With a bold new palette, a 126-year-old family home in the City is more inviting than ever.
You might say that the hunter green wooden bench outside this Pacific Heights home is the first clue. On a crisp winter morning, the color also charms exterior trim and planter boxes lining the stairs to a black front door, the portal to a first floor recently reimagined by designer Lucy McCormick, who with her client invited the magazine on a tour.
Inside, the client’s self-professed favorite hue runs through a chain of rooms where velvet club chairs reupholstered by J.F. Fitzgerald, a kelly green lacquered coffee table from Antonio’s Antiques and malachite accessories are balanced with fringed navy seating, pink accents and plenty of gold, notably Catlin Weatherill drapes framing the front windows of the 1896 home.
Born and raised down the hill in Cow Hollow, the fifth-generation San Franciscan has lived in the historic abode — which happens to be next door to a residence her great-great-grandfather built — for the past two decades with her husband and their two teenage sons. After gutting and remodeling it, for years they inhabited a largely pale palette. “Let’s do something interesting and fabulous,” she recalls of the inspiration to update the first floor, which extends from an entry foyer and unusually L-shaped living spaces through to an intermediary sitting room, with the formal dining room in the back.

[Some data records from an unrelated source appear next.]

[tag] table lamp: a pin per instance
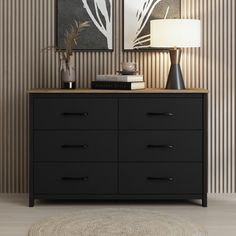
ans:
(174, 34)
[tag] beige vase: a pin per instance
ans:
(67, 74)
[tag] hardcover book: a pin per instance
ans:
(120, 78)
(117, 85)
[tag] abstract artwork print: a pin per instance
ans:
(99, 13)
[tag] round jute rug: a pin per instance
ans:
(116, 222)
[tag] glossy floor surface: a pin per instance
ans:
(219, 218)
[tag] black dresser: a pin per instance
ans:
(93, 144)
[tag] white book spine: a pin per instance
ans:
(120, 78)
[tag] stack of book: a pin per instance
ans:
(122, 82)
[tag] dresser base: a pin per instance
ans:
(120, 197)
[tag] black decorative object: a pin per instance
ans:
(99, 13)
(175, 78)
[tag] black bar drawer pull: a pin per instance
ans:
(83, 146)
(81, 114)
(160, 114)
(161, 146)
(164, 179)
(83, 179)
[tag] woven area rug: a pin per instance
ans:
(116, 222)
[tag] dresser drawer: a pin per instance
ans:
(74, 178)
(161, 178)
(160, 146)
(160, 113)
(73, 113)
(75, 146)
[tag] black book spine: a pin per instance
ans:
(111, 85)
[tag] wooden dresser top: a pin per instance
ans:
(43, 90)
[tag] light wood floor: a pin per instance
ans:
(219, 218)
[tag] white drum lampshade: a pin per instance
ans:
(175, 34)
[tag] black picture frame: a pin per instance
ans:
(88, 39)
(155, 14)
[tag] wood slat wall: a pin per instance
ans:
(27, 26)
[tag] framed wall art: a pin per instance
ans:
(137, 17)
(99, 13)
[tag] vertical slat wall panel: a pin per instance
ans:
(27, 26)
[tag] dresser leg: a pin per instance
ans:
(204, 200)
(31, 202)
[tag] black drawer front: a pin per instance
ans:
(75, 146)
(162, 178)
(73, 113)
(74, 178)
(163, 146)
(160, 113)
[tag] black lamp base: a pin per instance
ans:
(175, 78)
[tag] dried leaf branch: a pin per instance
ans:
(70, 40)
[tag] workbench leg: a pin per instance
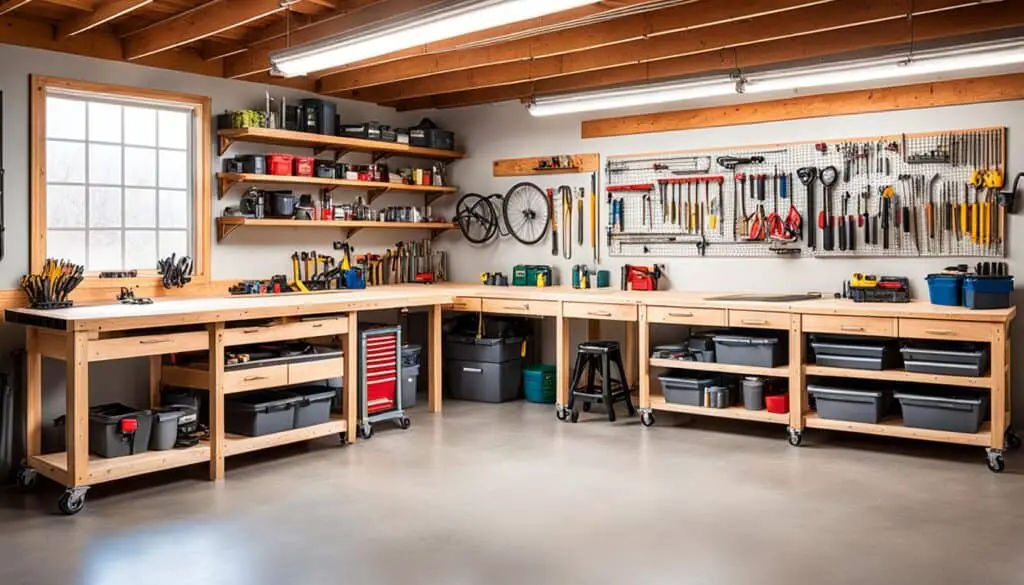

The layout was perhaps more conducive to living a century ago — and presented modern-day design challenges for McCormick, who took a holistic approach to connecting the spaces. For the main living area, she played with various seating vignettes, largely composed of recovered or repurposed existing furniture as well as new pieces sourced from Found by Maja or on 1stdibs, before deciding on two sitting areas delineated by the client’s grand piano. “You can space plan in CAD,” McCormick says, “but things organically change when you are installing a project.”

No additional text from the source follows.